Cornel Cornea

Personal information
- Full name: Cornel Flaviu Cornea
- Date of birth: 28 July 1981 (age 44)
- Place of birth: Beclean, Romania
- Height: 1.79 m (5 ft 10+1⁄2 in)
- Position: Right Midfielder / Right Back

Youth career
- Laminorul Beclean

Senior career*
- Years: Team / Apps / (Gls)
- 1999–2000: Laminorul Beclean / ? / (?)
- 2000–2002: Baia Mare / 31 / (6)
- 2002–2003: Oțelul Galați / 28 / (3)
- 2003–2005: Gloria Bistriţa / 38 / (5)
- 2003–2005: → Gloria II Bistriţa / 8 / (1)
- 2006–2007: FC Vaslui / 20 / (0)
- 2007–2008: Botoşani / 25 / (8)
- 2008: Delta Tulcea / 12 / (0)
- 2009: OFI / 6 / (0)
- 2009: Astra Ploieşti / 4 / (0)
- 2010: Baia Mare / 11 / (1)
- 2010: Politehnica Iași / 10 / (0)
- 2011: Zimbru Chișinău / 4 / (0)
- 2011–2012: Unirea Alba Iulia / 9 / (1)
- 2012: Rapid CFR Suceava / ? / (?)
- 2012: FC Cisnădie / ? / (?)
- 2012–2013: FCMU Baia Mare / 11 / (0)
- 2013: Știința Miroslava / ? / (?)
- 2013–2014: Unirea Dej / ? / (?)
- 2014–2016: F.C. Romania / ? / (?)
- 2016–2017: Wingate & Finchley / ? / (?)
- Total:  / 217+ / (25+)

= Cornel Cornea =

Romanian footballer

Cornel Flaviu Cornea (born 28 July 1981) is a Romanian former professional football player.

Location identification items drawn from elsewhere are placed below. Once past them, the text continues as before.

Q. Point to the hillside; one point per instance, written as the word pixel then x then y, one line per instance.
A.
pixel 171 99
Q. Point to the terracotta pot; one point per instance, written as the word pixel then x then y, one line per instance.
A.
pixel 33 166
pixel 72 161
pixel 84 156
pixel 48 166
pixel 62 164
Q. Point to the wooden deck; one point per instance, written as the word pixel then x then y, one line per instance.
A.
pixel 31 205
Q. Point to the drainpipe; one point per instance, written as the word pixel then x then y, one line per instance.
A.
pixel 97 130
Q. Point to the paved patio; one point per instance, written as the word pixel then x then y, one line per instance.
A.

His first match in Liga I was against FCM Bacău, when he was playing at Gloria Bistriţa. Cornea started his career in his hometown, Beclean, at Laminorul and throughout his career he played for several teams in the top three leagues of Romanian football such as: Baia Mare, Oțelul Galați, Gloria Bistriţa, FC Vaslui, Botoşani, Astra Ploieşti and Unirea Alba Iulia among others. He also played 4 matches for the Moldovan side Zimbru Chișinău and from 2014 he moved to England where he played for F.C. Romania and Wingate & Finchley.